Oxham bajó la mirada, lo que era suficiente respuesta. Sabía que Niles lo descubriría tarde o temprano. Sabía que el amante de Oxham era un soldado, y había un número limitado de ocasiones en las que una senadora secularista estableciera contacto con personal militar. Se llevaba un registro de las fiestas del Emperador, y eran supervisadas por un sistema informal de rumores, cotilleos y mensajes anónimos, que se filtraban a los canales de noticias de famosos. Una intensa y privada conversación entre una senadora electa y un héroe elevado no podía haber pasado desapercibida, no importaba cuán breve hubiera sido.
Cualquier duda que Niles pudiera haber albergado se habría esfumado cuando hubiera descubierto esa conversación de hacía diez años. Debía de habérsele hecho obvio la razón por la que Nara estaba obsesionada con el destino de la Lynx.
Oxham suspiró, aún más triste. Su consejero más cercano sabía que había votado por la muerte de su amante.
Él se acercó.
—Escuche: será más seguro para usted que mueran limpiamente.
Le picaban los ojos.
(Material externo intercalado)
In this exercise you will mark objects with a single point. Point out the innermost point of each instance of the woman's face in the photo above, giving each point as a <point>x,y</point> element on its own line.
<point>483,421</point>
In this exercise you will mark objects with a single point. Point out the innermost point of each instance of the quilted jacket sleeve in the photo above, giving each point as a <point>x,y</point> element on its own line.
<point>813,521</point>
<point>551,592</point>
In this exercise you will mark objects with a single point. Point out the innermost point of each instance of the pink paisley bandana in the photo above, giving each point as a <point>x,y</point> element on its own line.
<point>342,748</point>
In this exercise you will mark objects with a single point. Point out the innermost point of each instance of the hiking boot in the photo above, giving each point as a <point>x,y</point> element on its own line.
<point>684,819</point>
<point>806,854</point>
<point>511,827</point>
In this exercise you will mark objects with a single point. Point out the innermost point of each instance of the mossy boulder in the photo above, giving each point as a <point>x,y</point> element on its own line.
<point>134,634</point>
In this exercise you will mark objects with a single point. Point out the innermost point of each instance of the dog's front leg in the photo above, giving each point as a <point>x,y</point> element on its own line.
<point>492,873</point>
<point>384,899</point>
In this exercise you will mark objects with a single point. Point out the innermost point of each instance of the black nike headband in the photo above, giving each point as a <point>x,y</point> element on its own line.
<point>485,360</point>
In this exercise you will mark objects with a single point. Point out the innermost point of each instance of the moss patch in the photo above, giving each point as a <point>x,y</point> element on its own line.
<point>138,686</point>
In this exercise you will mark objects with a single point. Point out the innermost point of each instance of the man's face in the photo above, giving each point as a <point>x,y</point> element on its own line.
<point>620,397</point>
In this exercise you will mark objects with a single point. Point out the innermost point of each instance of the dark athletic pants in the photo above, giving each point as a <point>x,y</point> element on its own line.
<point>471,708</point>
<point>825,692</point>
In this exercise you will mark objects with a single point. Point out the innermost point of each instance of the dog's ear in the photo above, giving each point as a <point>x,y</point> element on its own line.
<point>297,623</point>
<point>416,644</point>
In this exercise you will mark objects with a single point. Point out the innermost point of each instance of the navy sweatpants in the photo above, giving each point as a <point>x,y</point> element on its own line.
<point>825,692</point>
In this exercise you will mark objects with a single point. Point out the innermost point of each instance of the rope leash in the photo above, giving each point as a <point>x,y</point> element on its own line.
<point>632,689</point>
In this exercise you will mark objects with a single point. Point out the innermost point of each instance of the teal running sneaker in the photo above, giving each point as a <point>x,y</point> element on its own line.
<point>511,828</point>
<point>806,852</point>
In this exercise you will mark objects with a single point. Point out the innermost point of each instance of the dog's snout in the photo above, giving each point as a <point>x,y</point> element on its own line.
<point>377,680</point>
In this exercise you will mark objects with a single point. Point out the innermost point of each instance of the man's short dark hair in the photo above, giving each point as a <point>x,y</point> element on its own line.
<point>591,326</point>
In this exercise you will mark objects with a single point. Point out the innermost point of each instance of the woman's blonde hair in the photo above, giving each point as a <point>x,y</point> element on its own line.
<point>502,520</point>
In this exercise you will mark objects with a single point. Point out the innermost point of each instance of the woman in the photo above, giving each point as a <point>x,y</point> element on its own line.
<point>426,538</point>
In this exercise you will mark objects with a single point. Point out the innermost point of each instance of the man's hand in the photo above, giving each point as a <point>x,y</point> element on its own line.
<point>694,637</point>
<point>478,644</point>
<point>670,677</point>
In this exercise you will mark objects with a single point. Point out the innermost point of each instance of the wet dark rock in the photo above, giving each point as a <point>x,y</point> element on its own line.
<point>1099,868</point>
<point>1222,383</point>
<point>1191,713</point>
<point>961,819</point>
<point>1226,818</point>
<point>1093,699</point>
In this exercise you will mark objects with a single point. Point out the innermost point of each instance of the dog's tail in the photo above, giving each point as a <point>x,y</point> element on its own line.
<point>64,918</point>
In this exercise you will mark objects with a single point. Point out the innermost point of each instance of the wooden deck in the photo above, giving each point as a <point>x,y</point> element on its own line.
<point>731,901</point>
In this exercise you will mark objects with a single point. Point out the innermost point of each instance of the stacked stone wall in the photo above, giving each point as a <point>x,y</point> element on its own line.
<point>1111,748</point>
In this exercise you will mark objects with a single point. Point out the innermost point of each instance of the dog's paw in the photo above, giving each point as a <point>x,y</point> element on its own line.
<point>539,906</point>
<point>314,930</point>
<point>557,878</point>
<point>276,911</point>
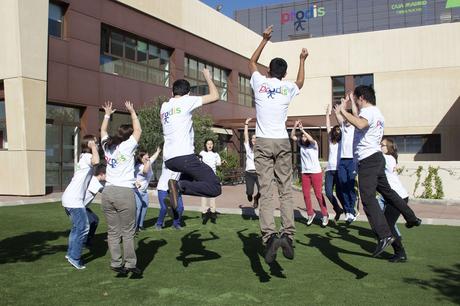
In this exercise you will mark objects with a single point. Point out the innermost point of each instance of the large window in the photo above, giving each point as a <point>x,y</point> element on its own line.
<point>192,73</point>
<point>245,95</point>
<point>133,57</point>
<point>418,144</point>
<point>55,20</point>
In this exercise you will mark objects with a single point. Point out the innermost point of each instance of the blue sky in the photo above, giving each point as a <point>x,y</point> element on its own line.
<point>229,6</point>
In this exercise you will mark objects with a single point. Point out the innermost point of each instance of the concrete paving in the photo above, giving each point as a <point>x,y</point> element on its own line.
<point>233,201</point>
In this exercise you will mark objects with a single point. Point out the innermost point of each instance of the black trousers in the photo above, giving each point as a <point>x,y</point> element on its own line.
<point>372,178</point>
<point>196,178</point>
<point>251,179</point>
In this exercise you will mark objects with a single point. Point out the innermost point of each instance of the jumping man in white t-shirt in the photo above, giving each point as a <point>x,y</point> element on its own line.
<point>197,178</point>
<point>371,166</point>
<point>272,152</point>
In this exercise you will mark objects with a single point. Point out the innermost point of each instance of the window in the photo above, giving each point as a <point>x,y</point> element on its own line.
<point>418,144</point>
<point>192,73</point>
<point>55,20</point>
<point>245,95</point>
<point>133,57</point>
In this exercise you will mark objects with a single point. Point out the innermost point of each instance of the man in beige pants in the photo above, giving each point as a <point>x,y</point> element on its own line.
<point>272,152</point>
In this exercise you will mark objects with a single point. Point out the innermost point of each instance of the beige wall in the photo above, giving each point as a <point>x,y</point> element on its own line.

Intentó leer a Niles, pero había tenido que subir la dosis de apatía en sangre para cruzar la ciudad, que brillaba y refulgía con ansias de guerra.
—¿Más seguro? —consiguió decir al cabo.
—Si el Emperador Elevado descubriera que uno de sus consejeros de guerra se comunicó de forma privada con un oficial en el campo, uno que a continuación rechazó la daga de error —explicó Niles—, tendría su cabeza a su disposición.
Ella tragó saliva.
—Estoy protegida por privilegio, Niles.
—Como cualquier construcción legal, el ámbito senatorial es una ficción, Nara. Dichas ficciones tienen sus límites.
Oxham observó horrorizada a su viejo amigo. El ámbito senatorial era la base de la división de poder fundamental del Imperio Elevado. Era sagrado.
Pero Niles continuó.
—Está jugando en ambos bandos, senadora. Y ese es un juego peligroso.
Iba a responder cuando la llamada del consejo resonó en su cabeza.
—Tengo que irme, Niles. La guerra me reclama.
Él asintió.
—En efecto. Pero no se convierta en una baja, Nara.
Ella sonrió tristemente.
—Esto es la guerra —dijo—. La gente muere.